## Note on the GML File and Network Modeling

Our quarterly GML datasets are not GML files in the traditional sense of the **Graph Modelling Language** as expected by `networkx.read_gml()`. Instead, they use the **Geographic Markup Language (GML)** – an XML-based format for representing geographical features such as lines, points, and polygons.

While `networkx.read_gml()` expects a GML file structured as a graph with named nodes and edges, the dataset in question contains georeferenced lines in the form of `LineString` geometries. These lines represent bicycle paths defined by their coordinates but do not explicitly define a network with uniquely labeled nodes and directed edges.

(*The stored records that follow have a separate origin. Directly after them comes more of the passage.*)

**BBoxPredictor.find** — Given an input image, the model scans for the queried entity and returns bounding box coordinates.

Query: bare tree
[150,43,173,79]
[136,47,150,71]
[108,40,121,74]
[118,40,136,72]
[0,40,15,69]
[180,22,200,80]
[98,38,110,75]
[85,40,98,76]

To build a `networkx`-compatible network from this file, the following steps were required:

1. **Load the file using `geopandas`**: The geographic GML format can be read directly with GeoPandas.
2. **Extract geometries**: The geometries in the file represent paths, and each geometry can be used to define edges in the network.
3. **Determine the start and end points** of each line: These serve as nodes in the graph.
4. **Create a directed graph with `networkx`**: Each line (edge) can be enriched with attributes like `TRACKS_FWD`, `TRACKS_BAC`, `SPEED_REL`, `YEAR`, and `MONTH`. The forward (`TRACKS_FWD`) and backward (`TRACKS_BAC`) edges are stored separately, allowing for directional analysis of the paths.

These steps make it possible to transform geospatial data into a network structure suitable for advanced analysis such as **centrality measures**, **clustering**, or **prediction tasks**.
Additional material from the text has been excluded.